Re: Charsets: Problem statement/requirements?

Gavin Nicol (gtn@ebt.com)
Thu, 9 Feb 95 09:28:13 EST

>OK... so Larry M's edits go into the 2.0 RFC, which "solves" the
>charset problem -- i.e. the 2.0 RFC says fairly carefully what happens

I would prefer "postpones" or "places a bandaid on"...

>I'd like to start a discussion on what folks think the problem with
>character sets on the web is, exactly, and what are their requirements

I'd like to refer eveyone back to the paper
"http://www.acl.lanl.gov/HTML_WG/html-wg-94q4.messages/0576.html" and
in fact, I'll post an updated version early next week, containing more
of a complete solution, with deployment stategies.

> Russian-capable clients recognize 8859-n, and select appropriate fonts.
> ** What happens with existing clients?
> (Mosaic 2.4 will fail to recognize it as text/html at all,
> and put to "save to file" dialog. This is reasonable/reliable
> behavior, in my book)

Yes, though other answers (transcription, transliteration, machine
translation) are also possible (not perfect though...).

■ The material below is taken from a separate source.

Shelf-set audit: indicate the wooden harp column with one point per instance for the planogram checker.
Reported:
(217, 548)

>** What should future clients do?
> I can't read russian. Most of the planet can't read russian.
> I won't pay extra for a client that deals with russian.
> It's not cost-effective to require the whole world to support
> russian character sets.

I tend to agree, though there are two ways of solving this problem:
not supporting Russian at all, or supporting a single character set in
which most current languages can be handled. The latter is not a
great deal harder than supporting ASCII.

>II. Slightly tricker case: Japanese, korean, and other character sets
>that won't fit in 8 bits. Same story: just use ISO-2022-JP, or
>Unicide-1-1-UTF-8.

Same story. Don't support them at all, or support a single character
set that hanles most current languages in an admirable manner.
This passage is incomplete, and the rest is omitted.